El llanto de la niña de los vecinos perturbó el zumbido de los ventiladores. Un ruido vulgar para un entierro. Ada se llevó el pañuelo al ojo derecho y fingió secarse una lágrima traicionera. Su abuela posó la mano sobre su rodilla, apretó con afecto y la soltó inmediatamente. Su padre se aclaró la garganta, incómodo. Ada apoyó la cabeza sobre su hombro. La familia de atrás suspiró; Ada podía imaginar lo que verían: hombros encogidos en sus ropas negras, su padre con los rizos aún húmedos de la ducha, la tez pálida de su nuca, solo un atisbo de la mejilla de su abuela, colorada por un toque de carmín aplicado con dedos cuidadosos, y Ada en medio, el pelo castaño hasta la cintura, rizado y encrespado por la humedad, salvaje, enredado en el cuello del vestido y enganchado al cierre del collar de perlas favorito de su desafortunada madre.

Se arrepintió de no haber bebido agua antes de salir de casa. Tenía la garganta seca y no conseguiría producir ni una sola lágrima, aunque lo intentara.

Una hilera de hormigas recorría el camino entre las baldosas de mármol a sus pies. Mármol del siglo XIX, de los orígenes del pueblo. La casa de sus abuelos, donde su madre había pasado la infancia, era de la misma época. Nadie había cortado el césped en meses.

Ada fingió un sollozo. Si respiraba con fuerza, cualquiera creería que tenía un nudo en la garganta cargado de mocos. Su padre, consciente tal vez de la mirada del pueblo sobre ellos, le rodeó los hombros con el brazo. Ada cerró los ojos para evitar ponerlos en blanco; su madre le hubiera pellizcado la carne blanda del brazo como represalia.

—Todo saldrá bien.

Si pudiera tragarlo y escupirlo, lo haría. Odiaba a sus padres. A ambos. Quería irse a vivir con su abuela, en la granja con el césped sin cortar.

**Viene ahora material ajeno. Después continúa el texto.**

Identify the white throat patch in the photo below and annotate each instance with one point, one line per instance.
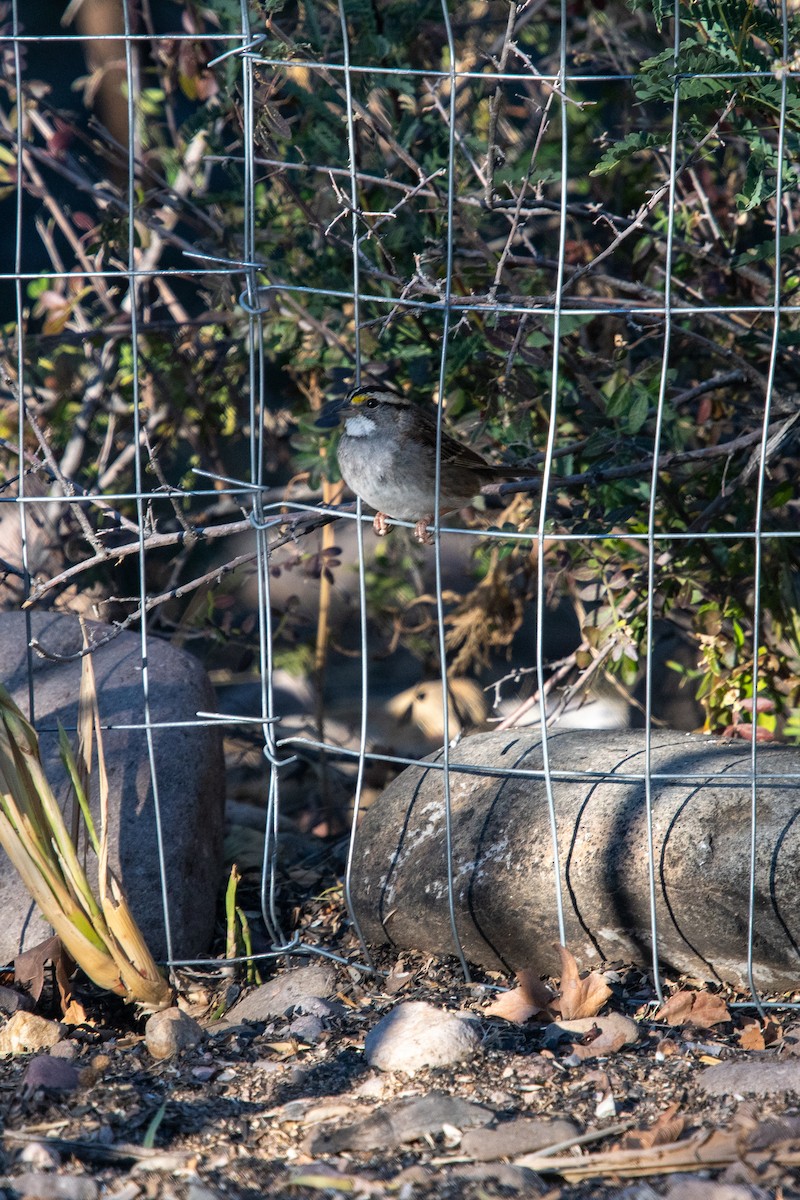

—Lo sé —dijo, en vez de decir algo sarcástico.

Las pastillas de su madre aún descansaban sobre su tocador. Todos los potes, menos uno. Ada había escondido uno al fondo de su armario, dentro de una bota de caña alta. Por si acaso volviera a necesitarlo.

Su padre hincó los dedos en la carne de su hombro, masajeando con fuerza. El mosén les instó a levantarse para dar comienzo a la misa y el cuerpo de su madre, pálido, tieso como la cera, pareció acomodarse mejor entre los cojines, dispuesta a ser admirada hasta los últimos segundos. Ada se mordió el labio inferior, escondiendo una sonrisa amarga. Los funerales no eran para los muertos, sino para los vivos. Su madre estaba acabada; el pésame sería para Ada, sentada esperando las lágrimas ajenas, sus abrazos, sus apretones de manos, sus besos perfumados, sus ramos de flores.

Y cuando lo olvidaran, cuando creyeran pertinente dejar de compadecerse de ella… bueno, aún le quedaba un bote lleno de pastillas y un padre obtuso. Su madre estaría orgullosa; más de lo que había estado jamás en vida.

Ada volvió a frotarse los ojos secos con el pañuelo y esperó su turno.